With disturbing reports emerging in recent months of government meddling in the media and judiciary, it may be that our greatest protection against eroding freedoms and justice is public indignation. When checks and balances within the government fail to prevent unconstitutional interference, perhaps only embarrassment will convince the government to keep its hands to itself.
For this reason, the recent outcry over allegations of government meddling is cause for hope; a glance at the situation across the Taiwan Strait illustrates just this.
When Chinese newscaster Chen Yang (陳揚) made a joke about President Hu Jintao (胡錦濤) and social instability on TV earlier this month, he probably was not expecting to be sacked — which, according to media reports, is precisely what happened.
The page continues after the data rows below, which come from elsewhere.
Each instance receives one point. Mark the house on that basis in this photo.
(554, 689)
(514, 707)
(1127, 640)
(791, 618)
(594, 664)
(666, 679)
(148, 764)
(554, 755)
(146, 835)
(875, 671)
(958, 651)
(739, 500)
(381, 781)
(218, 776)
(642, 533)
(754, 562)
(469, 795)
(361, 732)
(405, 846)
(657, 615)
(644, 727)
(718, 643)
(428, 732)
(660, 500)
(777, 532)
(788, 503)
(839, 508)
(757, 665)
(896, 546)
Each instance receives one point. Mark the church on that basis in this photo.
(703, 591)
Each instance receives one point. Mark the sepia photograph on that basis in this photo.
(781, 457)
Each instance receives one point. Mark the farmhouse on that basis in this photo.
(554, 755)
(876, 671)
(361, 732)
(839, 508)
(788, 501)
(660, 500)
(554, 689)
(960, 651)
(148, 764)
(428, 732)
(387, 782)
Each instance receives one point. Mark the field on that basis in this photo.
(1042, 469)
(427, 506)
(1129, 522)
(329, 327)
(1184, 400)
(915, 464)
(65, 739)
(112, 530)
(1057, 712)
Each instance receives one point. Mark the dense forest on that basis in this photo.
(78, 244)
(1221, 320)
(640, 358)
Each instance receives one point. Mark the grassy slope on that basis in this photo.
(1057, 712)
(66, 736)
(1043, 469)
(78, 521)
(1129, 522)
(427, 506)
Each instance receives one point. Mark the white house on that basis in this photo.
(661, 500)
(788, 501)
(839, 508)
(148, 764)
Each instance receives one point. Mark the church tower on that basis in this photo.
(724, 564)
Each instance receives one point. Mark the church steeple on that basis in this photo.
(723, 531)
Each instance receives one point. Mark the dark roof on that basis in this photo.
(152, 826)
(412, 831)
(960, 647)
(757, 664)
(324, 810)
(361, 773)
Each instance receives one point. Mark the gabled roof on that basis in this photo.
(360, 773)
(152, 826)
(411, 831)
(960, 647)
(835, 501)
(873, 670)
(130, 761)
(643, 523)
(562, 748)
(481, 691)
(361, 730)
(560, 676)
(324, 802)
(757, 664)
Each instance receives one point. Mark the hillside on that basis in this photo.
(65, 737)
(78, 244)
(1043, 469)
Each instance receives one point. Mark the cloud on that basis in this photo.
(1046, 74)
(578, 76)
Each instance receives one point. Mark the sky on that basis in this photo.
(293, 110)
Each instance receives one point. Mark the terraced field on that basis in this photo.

But in China, Chen’s removal from his show is nothing unusual: just one more ruined career to toss on the heap of media victims. Editors and journalists are frequently fired from their jobs and news columns or entire newspapers vanish overnight. There will likely be no complaints from fans of the Cantonese-language show, Another Look at the Daily News, aired in Guangzhou.
By contrast, in Taiwan, when a legislative committee passed a resolution last month to give the government item-by-item control over the budget of the Taiwan Broadcasting System (TBS), employees and the public loudly protested what they felt was an attempt to censor program content. A demonstration outside the legislature against the Chinese Nationalist Party (KMT)-proposed resolution earlier this month reportedly drew thousands of participants.
With a KMT majority in the legislature, public pressure will be crucial to discourage encroachment on the editorial independence of TBS.
A key difference that has emerged between Taiwan and China since the democratization of the former is the Chinese public’s silence in the face of state interference — a luxury Taiwan’s government will hopefully never again enjoy.
Although China’s Constitution protects freedom of speech, authorities feel confident about flouting the rules with little or no pretense. The Chinese government stifles any discussion of its meddling in the media through a combination of fear and propaganda: Those who recognize the transgressions are too intimidated to talk, while others see nothing disturbing about hard-handed tactics when the “greater good” is taken into account.
This has long been a winning recipe from China’s point of view, and although the voice of dissent there has become distinctly bolder — and will hopefully one day unravel the country’s authoritarian regime — it is a system that remains firmly in place.
Decades after the death of Chinese leader Mao Zedong (毛澤東) and the end of the Cultural Revolution, citizens still function as informants dedicated to helping the government uncover and punish “subversive” thought. Two recent cases of university lecturers recorded by students and turned in to police for expressing dissenting opinions are clear examples of this twisted sense of civic duty.
Our real civic duty as we look ahead is quite the opposite — encouraging free thought and turning the lens of our skepticism on the government’s actions. Thankfully, the past few months have left no doubt that this skill is thriving in Taiwan.